Reliability of a Vauxhall Corsa-e
The electric technology in the Corsa-e is shared with the Peugeot e-208, so it would be surprising if technology shared by a large automotive group had issues. However, we can’t comment at the time of testing as the tech is far too new. As for build quality and reliability for everything else in the car, Vauxhall features reasonably highly in JD Power’s UK Vehicle Dependability Survey, which should give you confidence. The standard warranty arrangement is for three years or 60,000 miles, whichever happens first, and that’s very much the industry average.
Safety for a Vauxhall Corsa-e
All Corsas come with an impressive amount of safety kit as standard. This includes lane departure technology that not only warns you if you’re wandering out of your lane, but also nudges you back in by tweaking the steering, and you also get speed sign recognition, hill start assist and Isofix child seat fixings on the outer rear seats. All cars also come with automatic emergency braking that won't discriminate against pedestrians or cyclists.
How comfortable is the Vauxhall Corsa-e
That low weight of the battery and motors send the car crashing through disrupted road surfacing rather uncomfortably, but the steering is quick and compliant. Inside, the environment feels grown up and sophisticated, with lots of sooth black surfaces, and the quality of the materials and assembly is up there with the best mainstream superminis.
The boot is surprisingly commodious and you don’t sit cheek by jowl with your passenger, which is unusual for a car in this class. The silence of the electric set-up means any rattles will be exposed, but there’s nothing but peace and quiet.
Features of the Vauxhall Corsa-e
The Corsa-e comes in SE Nav and Elite Nav trim levels, which are two of the higher trim levels and accounts for some of the price gap between the electric and standard Corsa. That means you get rear parking sensors, keyless start, 7-inch colour touchscreen, rain sensitive windscreen wipers, cruise control and bi-colour alloy wheels as standard. A larger 10-inch screen comes with the Elite Nav trim, alongside heated front seats and steering wheel, front and rear parking sensors, black roof and A-pillars and a panoramic rear-view camera. We appreciated the electric Corsa feels and looks just like a normal Corsa, in terms of layout and features.

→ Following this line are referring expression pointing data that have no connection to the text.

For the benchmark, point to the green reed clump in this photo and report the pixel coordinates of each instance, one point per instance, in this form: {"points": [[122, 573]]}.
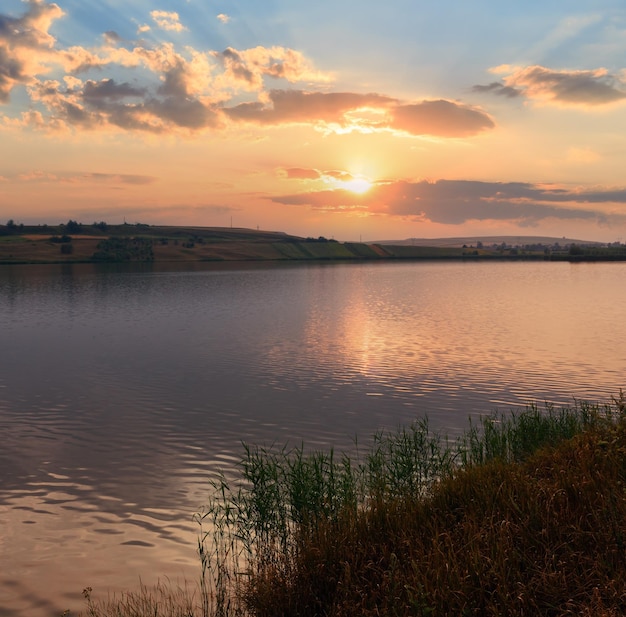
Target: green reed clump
{"points": [[394, 529], [161, 600]]}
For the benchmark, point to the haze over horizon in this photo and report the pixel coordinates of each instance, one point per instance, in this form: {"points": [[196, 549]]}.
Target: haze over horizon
{"points": [[349, 120]]}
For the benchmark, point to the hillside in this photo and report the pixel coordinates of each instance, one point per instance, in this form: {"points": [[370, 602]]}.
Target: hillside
{"points": [[77, 243]]}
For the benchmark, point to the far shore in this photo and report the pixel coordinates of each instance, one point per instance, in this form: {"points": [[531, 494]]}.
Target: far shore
{"points": [[100, 242]]}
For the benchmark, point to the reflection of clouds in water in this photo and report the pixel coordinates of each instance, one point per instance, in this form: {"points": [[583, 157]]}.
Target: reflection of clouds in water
{"points": [[126, 389]]}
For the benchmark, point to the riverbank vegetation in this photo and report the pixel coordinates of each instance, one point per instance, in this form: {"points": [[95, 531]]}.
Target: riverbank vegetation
{"points": [[524, 514], [75, 242]]}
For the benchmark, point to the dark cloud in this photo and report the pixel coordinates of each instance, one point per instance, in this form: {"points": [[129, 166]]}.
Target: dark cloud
{"points": [[455, 202], [582, 88]]}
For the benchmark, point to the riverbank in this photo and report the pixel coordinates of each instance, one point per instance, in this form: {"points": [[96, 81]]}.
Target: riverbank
{"points": [[525, 514], [100, 242]]}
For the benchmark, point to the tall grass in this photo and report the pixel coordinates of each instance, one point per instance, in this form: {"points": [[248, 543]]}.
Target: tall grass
{"points": [[301, 528], [525, 513]]}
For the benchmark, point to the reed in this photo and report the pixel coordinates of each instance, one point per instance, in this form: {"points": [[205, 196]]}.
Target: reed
{"points": [[525, 513], [381, 532]]}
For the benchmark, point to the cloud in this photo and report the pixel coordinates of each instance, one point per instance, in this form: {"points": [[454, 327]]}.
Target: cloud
{"points": [[167, 20], [589, 88], [499, 89], [247, 68], [440, 118], [123, 85], [455, 202], [24, 44], [85, 178], [299, 173]]}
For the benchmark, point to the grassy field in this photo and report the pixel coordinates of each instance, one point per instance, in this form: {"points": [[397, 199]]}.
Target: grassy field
{"points": [[75, 243], [525, 514]]}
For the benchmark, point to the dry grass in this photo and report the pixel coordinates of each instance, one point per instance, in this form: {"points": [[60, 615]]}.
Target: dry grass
{"points": [[540, 537], [524, 515]]}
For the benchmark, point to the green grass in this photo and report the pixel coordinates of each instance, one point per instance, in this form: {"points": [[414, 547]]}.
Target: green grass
{"points": [[524, 514]]}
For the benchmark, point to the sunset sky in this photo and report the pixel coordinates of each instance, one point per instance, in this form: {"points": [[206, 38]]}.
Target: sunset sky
{"points": [[344, 118]]}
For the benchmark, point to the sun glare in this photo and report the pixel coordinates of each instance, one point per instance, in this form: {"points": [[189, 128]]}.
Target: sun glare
{"points": [[355, 185]]}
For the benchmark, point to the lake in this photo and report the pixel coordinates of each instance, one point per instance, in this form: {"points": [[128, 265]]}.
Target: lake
{"points": [[124, 388]]}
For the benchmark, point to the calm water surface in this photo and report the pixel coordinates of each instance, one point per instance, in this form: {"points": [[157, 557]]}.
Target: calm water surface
{"points": [[123, 389]]}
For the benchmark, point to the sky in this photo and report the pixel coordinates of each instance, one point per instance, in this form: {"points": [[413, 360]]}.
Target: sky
{"points": [[353, 120]]}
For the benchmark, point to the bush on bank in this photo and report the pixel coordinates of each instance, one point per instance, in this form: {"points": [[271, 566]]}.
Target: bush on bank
{"points": [[525, 514]]}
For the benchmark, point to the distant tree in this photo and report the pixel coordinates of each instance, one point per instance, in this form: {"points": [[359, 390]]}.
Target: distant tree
{"points": [[73, 227]]}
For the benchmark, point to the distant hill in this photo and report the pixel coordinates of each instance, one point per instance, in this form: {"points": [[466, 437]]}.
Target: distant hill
{"points": [[486, 240]]}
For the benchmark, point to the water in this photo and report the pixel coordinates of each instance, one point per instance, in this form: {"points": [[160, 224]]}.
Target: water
{"points": [[122, 389]]}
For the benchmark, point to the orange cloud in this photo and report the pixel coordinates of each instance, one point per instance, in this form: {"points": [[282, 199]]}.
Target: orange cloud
{"points": [[458, 201], [165, 90], [440, 118]]}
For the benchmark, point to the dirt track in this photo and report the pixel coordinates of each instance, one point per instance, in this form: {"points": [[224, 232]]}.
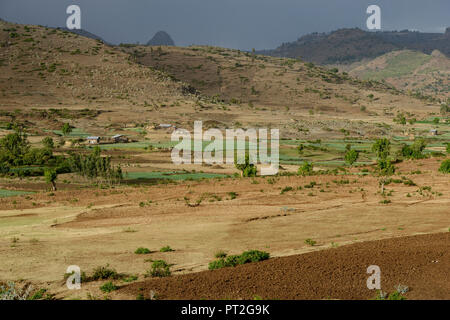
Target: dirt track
{"points": [[420, 262]]}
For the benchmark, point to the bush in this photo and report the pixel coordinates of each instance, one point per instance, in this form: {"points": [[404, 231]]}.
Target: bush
{"points": [[234, 260], [108, 287], [306, 169], [142, 251], [310, 242], [415, 151], [351, 156], [286, 190], [445, 166], [247, 169], [104, 273], [160, 269], [166, 249], [220, 254]]}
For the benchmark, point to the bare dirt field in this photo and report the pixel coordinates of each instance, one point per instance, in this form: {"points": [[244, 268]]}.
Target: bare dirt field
{"points": [[42, 234], [421, 263]]}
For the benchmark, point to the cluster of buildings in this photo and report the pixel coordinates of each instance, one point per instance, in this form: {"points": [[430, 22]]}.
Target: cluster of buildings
{"points": [[118, 138]]}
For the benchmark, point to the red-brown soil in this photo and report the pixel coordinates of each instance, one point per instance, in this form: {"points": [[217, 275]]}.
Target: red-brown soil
{"points": [[420, 262]]}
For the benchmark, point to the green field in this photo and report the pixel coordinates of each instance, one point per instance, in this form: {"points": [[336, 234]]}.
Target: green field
{"points": [[172, 175], [400, 65], [11, 193]]}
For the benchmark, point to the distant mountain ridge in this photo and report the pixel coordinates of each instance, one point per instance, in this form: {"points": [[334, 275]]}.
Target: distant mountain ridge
{"points": [[353, 44], [161, 38], [84, 33]]}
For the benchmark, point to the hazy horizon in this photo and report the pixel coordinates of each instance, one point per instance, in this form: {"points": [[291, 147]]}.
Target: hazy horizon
{"points": [[259, 24]]}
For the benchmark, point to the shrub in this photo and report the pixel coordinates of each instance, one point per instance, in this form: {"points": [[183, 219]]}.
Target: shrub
{"points": [[160, 269], [306, 169], [415, 151], [310, 242], [351, 156], [247, 169], [286, 190], [48, 143], [108, 287], [104, 273], [142, 251], [445, 166], [220, 254], [232, 195], [166, 249], [234, 260], [252, 256]]}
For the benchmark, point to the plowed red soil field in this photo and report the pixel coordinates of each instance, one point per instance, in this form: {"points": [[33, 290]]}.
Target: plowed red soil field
{"points": [[420, 262]]}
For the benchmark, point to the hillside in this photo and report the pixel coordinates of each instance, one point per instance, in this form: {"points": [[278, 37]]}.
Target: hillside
{"points": [[161, 38], [133, 86], [407, 70], [43, 68], [352, 45]]}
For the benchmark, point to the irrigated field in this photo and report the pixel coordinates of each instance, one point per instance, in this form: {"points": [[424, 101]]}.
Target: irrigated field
{"points": [[54, 84]]}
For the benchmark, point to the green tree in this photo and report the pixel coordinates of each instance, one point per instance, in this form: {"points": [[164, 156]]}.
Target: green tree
{"points": [[50, 177], [445, 166], [13, 147], [66, 129], [306, 169], [247, 169], [95, 167], [351, 156], [48, 143], [300, 148], [415, 151], [382, 148]]}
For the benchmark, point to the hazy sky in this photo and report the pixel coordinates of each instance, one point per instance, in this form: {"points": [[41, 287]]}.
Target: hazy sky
{"points": [[243, 24]]}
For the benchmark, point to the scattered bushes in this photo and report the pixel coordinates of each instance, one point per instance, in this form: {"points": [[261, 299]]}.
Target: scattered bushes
{"points": [[142, 251], [94, 166], [445, 166], [108, 287], [247, 169], [415, 151], [159, 269], [234, 260], [166, 249], [104, 273], [306, 169]]}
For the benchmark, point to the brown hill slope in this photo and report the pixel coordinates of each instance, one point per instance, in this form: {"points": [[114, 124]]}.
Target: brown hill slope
{"points": [[42, 67], [351, 45], [407, 70], [139, 85]]}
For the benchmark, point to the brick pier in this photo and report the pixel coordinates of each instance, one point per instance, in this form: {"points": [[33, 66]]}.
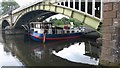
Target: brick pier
{"points": [[111, 32]]}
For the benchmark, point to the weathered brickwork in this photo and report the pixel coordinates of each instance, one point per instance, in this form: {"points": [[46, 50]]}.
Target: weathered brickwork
{"points": [[111, 16]]}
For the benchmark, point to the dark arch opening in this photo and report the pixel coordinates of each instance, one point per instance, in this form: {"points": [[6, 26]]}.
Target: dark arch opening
{"points": [[33, 16], [4, 24]]}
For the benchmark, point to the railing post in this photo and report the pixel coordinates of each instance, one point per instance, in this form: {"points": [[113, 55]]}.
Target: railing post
{"points": [[93, 7], [80, 5], [101, 10], [68, 3]]}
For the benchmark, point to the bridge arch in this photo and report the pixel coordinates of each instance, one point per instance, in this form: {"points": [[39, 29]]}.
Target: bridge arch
{"points": [[5, 23], [86, 19], [32, 15]]}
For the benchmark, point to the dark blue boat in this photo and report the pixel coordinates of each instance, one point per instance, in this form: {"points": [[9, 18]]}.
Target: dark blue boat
{"points": [[45, 31]]}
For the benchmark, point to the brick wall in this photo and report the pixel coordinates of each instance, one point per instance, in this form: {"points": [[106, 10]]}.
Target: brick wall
{"points": [[111, 15]]}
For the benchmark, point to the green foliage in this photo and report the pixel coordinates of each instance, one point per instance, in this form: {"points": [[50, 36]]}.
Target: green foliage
{"points": [[6, 6]]}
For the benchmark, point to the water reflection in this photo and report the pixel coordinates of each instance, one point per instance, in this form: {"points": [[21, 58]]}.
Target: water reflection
{"points": [[76, 53], [71, 52]]}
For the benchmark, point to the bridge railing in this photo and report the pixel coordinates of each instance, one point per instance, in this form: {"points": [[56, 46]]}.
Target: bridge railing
{"points": [[91, 7]]}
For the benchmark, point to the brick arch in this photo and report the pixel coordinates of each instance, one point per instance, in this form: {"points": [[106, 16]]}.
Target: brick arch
{"points": [[86, 19]]}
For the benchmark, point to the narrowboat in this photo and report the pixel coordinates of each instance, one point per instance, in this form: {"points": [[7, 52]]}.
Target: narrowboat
{"points": [[42, 31]]}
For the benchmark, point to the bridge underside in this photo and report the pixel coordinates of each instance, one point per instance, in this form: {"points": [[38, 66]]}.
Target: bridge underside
{"points": [[34, 16]]}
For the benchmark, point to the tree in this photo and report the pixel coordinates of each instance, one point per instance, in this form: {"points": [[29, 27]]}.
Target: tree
{"points": [[7, 7]]}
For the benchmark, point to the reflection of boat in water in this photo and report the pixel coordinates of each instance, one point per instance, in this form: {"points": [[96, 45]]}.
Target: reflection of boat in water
{"points": [[74, 52], [46, 31]]}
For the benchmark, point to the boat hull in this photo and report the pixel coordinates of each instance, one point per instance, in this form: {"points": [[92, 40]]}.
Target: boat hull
{"points": [[41, 37]]}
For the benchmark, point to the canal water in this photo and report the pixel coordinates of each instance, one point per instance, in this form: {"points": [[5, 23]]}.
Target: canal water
{"points": [[19, 50]]}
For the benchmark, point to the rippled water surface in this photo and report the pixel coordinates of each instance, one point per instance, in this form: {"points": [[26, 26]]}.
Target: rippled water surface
{"points": [[19, 50]]}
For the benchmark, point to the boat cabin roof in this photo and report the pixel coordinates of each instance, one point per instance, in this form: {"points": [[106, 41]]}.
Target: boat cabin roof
{"points": [[40, 23]]}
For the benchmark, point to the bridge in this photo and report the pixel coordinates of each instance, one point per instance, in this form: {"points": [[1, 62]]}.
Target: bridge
{"points": [[39, 11], [90, 12]]}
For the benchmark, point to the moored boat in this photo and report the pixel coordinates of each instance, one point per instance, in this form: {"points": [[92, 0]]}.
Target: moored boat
{"points": [[42, 31]]}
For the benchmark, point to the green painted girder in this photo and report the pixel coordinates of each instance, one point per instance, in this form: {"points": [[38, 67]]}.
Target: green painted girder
{"points": [[79, 15], [86, 19]]}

Power for a Vauxhall Corsa-e
Just the one powertrain: a battery and 100kW motor, putting out 136 horsepower, which feels nippier than the quoted 7.6 seconds 0-60mph dash because you get it all at once. The quoted range is 209 miles - we got about 180 miles before we ran out of nerve and recharged. Vauxhall quotes charging times of 7.5 hours from empty to full charge on a domestic wall charger, five hours at a public charger and 45 minutes at a public rapid charger. We say plug it in every time you get home, set the timer to start after midnight if you’ve got an off-peak tariff segment, and voila.
You can choose eco, standard or sport modes for driving, and the last one gives you a very noticeable extra boost of acceleration, to beat anyone away from the lights. Pull the gear level back to ‘B’ and the car will slow more when you lift off the throttle pedal, recouping some energy as it does, although it’s nowhere near as strong a system as the Nissan Leaf’s.